From: Marc Zyngier <maz@kernel.org>
To: Akihiko Odaki <odaki@rsg.ci.i.u-tokyo.ac.jp>
Cc: Oliver Upton <oupton@kernel.org>, Joey Gouly <joey.gouly@arm.com>,
Suzuki K Poulose <suzuki.poulose@arm.com>,
Zenghui Yu <yuzenghui@huawei.com>,
Catalin Marinas <catalin.marinas@arm.com>,
Will Deacon <will@kernel.org>, Kees Cook <kees@kernel.org>,
"Gustavo A. R. Silva" <gustavoars@kernel.org>,
Paolo Bonzini <pbonzini@redhat.com>,
Jonathan Corbet <corbet@lwn.net>, Shuah Khan <shuah@kernel.org>,
linux-arm-kernel@lists.infradead.org, kvmarm@lists.linux.dev,
linux-kernel@vger.kernel.org, linux-hardening@vger.kernel.org,
devel@daynix.com, kvm@vger.kernel.org, linux-doc@vger.kernel.org,
linux-kselftest@vger.kernel.org
Subject: Re: [PATCH v7 3/4] KVM: arm64: PMU: Introduce FIXED_COUNTERS_ONLY
Date: Mon, 20 Apr 2026 14:53:15 +0100 [thread overview]
Message-ID: <86ldeh20xg.wl-maz@kernel.org> (raw)
In-Reply-To: <ad44c69e-2f99-4f31-81b4-faae52eea080@rsg.ci.i.u-tokyo.ac.jp>
On Mon, 20 Apr 2026 13:07:15 +0100,
Akihiko Odaki <odaki@rsg.ci.i.u-tokyo.ac.jp> wrote:
>
> On 2026/04/20 18:51, Marc Zyngier wrote:
> > On Mon, 20 Apr 2026 09:36:16 +0100,
> > Akihiko Odaki <odaki@rsg.ci.i.u-tokyo.ac.jp> wrote:
> >>
> >> On 2026/04/20 2:19, Marc Zyngier wrote:
> >>> On Sat, 18 Apr 2026 09:14:25 +0100,
> >>> Akihiko Odaki <odaki@rsg.ci.i.u-tokyo.ac.jp> wrote:
> >>>>
> >>>> On a heterogeneous arm64 system, KVM's PMU emulation is based on the
> >>>> features of a single host PMU instance.
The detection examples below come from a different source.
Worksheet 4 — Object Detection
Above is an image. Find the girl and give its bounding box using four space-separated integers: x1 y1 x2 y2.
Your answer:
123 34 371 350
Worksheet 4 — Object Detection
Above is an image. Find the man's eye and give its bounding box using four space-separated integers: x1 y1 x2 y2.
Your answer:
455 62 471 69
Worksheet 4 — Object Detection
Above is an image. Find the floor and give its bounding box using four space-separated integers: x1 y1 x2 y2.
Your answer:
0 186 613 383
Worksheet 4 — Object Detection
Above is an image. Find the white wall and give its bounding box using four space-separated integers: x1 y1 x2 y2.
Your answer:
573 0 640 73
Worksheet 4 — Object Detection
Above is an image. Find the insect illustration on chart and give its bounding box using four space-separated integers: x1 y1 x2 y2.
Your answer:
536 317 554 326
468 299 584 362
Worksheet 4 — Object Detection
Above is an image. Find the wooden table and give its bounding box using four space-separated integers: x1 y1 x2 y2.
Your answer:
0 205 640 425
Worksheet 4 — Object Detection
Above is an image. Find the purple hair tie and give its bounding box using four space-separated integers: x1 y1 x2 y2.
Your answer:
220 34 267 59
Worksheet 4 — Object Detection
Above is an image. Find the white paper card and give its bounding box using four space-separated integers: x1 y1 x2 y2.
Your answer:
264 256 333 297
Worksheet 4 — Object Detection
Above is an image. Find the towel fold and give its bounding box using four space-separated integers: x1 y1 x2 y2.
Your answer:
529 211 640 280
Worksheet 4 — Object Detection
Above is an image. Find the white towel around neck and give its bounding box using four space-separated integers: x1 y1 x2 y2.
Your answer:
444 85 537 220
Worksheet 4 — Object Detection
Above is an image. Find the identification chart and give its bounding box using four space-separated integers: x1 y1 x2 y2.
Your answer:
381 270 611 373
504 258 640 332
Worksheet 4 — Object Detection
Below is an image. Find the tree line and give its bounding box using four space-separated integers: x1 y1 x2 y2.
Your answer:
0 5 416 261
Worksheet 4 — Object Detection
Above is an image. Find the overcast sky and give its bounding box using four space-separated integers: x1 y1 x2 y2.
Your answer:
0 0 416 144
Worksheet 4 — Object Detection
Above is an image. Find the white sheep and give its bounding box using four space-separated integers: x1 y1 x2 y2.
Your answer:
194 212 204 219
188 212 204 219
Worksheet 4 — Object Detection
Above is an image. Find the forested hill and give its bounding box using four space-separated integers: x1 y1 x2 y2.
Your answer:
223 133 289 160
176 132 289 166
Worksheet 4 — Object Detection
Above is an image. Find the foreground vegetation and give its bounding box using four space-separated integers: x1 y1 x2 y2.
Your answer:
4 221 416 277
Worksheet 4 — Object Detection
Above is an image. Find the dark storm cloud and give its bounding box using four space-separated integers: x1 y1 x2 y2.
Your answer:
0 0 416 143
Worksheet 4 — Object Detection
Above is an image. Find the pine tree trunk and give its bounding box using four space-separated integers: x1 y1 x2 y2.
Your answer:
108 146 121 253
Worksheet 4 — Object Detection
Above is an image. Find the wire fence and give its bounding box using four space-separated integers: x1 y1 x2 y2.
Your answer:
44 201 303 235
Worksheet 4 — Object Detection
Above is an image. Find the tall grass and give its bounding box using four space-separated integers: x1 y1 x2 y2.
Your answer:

When a vCPU is migrated to a
> >>>> pCPU with an incompatible PMU, counters such as PMCCNTR_EL0 stop
> >>>> incrementing.
> >>>>
> >>>> Although this behavior is permitted by the architecture, Windows does
> >>>> not handle it gracefully and may crash with a division-by-zero error.
> >>>>
> >>>> The current workaround requires VMMs to pin vCPUs to a set of pCPUs
> >>>> that share a compatible PMU. This is difficult to implement correctly in
> >>>> QEMU/libvirt, where pinning occurs after vCPU initialization, and it
> >>>> also restricts the guest to a subset of available pCPUs.
> >>>>
> >>>> Introduce the KVM_ARM_VCPU_PMU_V3_FIXED_COUNTERS_ONLY attribute to
> >>>> create a "fixed-counters-only" PMU. When set, KVM exposes a PMU that is
> >>>> compatible with all pCPUs but that does not support programmable
> >>>> event counters which may have different feature sets on different PMUs.
> >>>>
> >>>> This allows Windows guests to run reliably on heterogeneous systems
> >>>> without crashing, even without vCPU pinning, and enables VMMs to
> >>>> schedule vCPUs across all available pCPUs, making full use of the host
> >>>> hardware.
> >>>>
> >>>> Much like KVM_ARM_VCPU_PMU_V3_IRQ and other read-write attributes, this
> >>>> attribute provides a getter that facilitates kernel and userspace
> >>>> debugging/testing.
> >>>
> >>> OK, so that's the sales pitch. But how is it implemented? I would like
> >>> to be able to read a high-level description of the implementation
> >>> trade-offs.
> >>
> >> Implementation-wise it is very trivial. Essentially the following
> >> addition in kvm_arm_pmu_v3_get_attr() is the entire implementation:
> >> + case KVM_ARM_VCPU_PMU_V3_FIXED_COUNTERS_ONLY:
> >> + if (test_bit(KVM_ARCH_FLAG_PMU_V3_FIXED_COUNTERS_ONLY,
> >> &vcpu->kvm->arch.flags))
> >> + return 0;
> >>
> >> Both its functionality and code complexity is trivial. So we can argue that:
> >> - the functionality is too trivial to be useful or
> >> - the interface/implementation complexity is so trivial that it does not
> >> incur maintenance burden
> >>
> >> In this case the selftest uses the getter so I was more inclined to
> >> have it, but adding one just for the selftest sounds too ad-hoc, so
> >> here I looked into other attributes to ensure that it was not
> >> introducing inconsistency with existing interfaces.
> >>
> >> As the result, I found there are other read-write attributes; in fact
> >> there are more read-write attributes than write-only ones.
> >
> > You're completely missing the point. I'm referring to the whole of the
> > commit message, which is more of a marketing slide than a technical
> > description.
>
> In terms of implementation, the obvious tradeoff is that it adds more
> code to implement the feature. One thing to note is that
> kvm_vcpu_load_pmu() is added and is called each time a vCPU migrates
> across pCPUs. The heavy part, making the KVM_REQ_RELOAD_PMU request,
> only happens when the feature is enabled.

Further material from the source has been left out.